We selected VGG16, ResNet50, and ViT to provide a comprehensive comparison between classical CNN-based architectures and the recent Transformer-based models for handwritten character recognition. VGG16 and ResNet50 are among the most widely used CNN architectures for image classification and OCR tasks, offering a strong and well-established baseline for BHCR. In contrast, ViT represents a newer class of architectures that leverage self-attention mechanisms to capture both local and global dependencies, making it suitable for handling complex handwritten Bangla characters. By comparing these three architectures, we aim to highlight the strengths and limitations of each model and demonstrate whether ViT can offer a meaningful performance gain over traditional CNNs for BHCR.

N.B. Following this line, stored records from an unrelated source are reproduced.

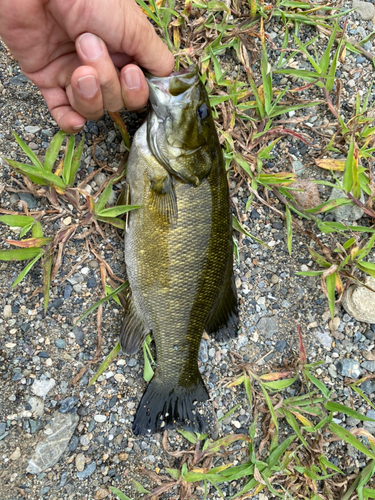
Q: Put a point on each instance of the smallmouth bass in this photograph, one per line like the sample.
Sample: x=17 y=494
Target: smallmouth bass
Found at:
x=178 y=250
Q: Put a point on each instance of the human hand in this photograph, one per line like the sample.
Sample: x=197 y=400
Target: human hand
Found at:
x=81 y=54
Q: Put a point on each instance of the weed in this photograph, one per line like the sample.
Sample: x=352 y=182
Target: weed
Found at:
x=295 y=466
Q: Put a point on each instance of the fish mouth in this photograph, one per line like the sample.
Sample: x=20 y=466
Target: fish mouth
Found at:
x=173 y=88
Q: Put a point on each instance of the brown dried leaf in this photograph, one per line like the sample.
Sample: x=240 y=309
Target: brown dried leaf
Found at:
x=370 y=356
x=331 y=164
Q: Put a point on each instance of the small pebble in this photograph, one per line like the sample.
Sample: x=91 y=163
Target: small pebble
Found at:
x=60 y=343
x=100 y=418
x=87 y=471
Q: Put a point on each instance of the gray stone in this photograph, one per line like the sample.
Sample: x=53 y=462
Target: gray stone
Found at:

4 Result analysis and discussion
All models were trained using mini-batch training, with batch sizes as specified in Table 1. Gradients were computed and model parameters updated using the Adam optimizer for VGG-16 and ResNet-50, and AdamW for ViT. Cross-entropy loss was used to measure the discrepancy between predicted and true class labels. Initial learning rates were set according to Table 1, with learning rate scheduling applied during training. The input image size followed the configuration specified for each model in the previous section.
For performance evaluation, accuracy, precision, recall, and F1 score were calculated from the confusion matrix, as defined in Equations 1–4, respectively.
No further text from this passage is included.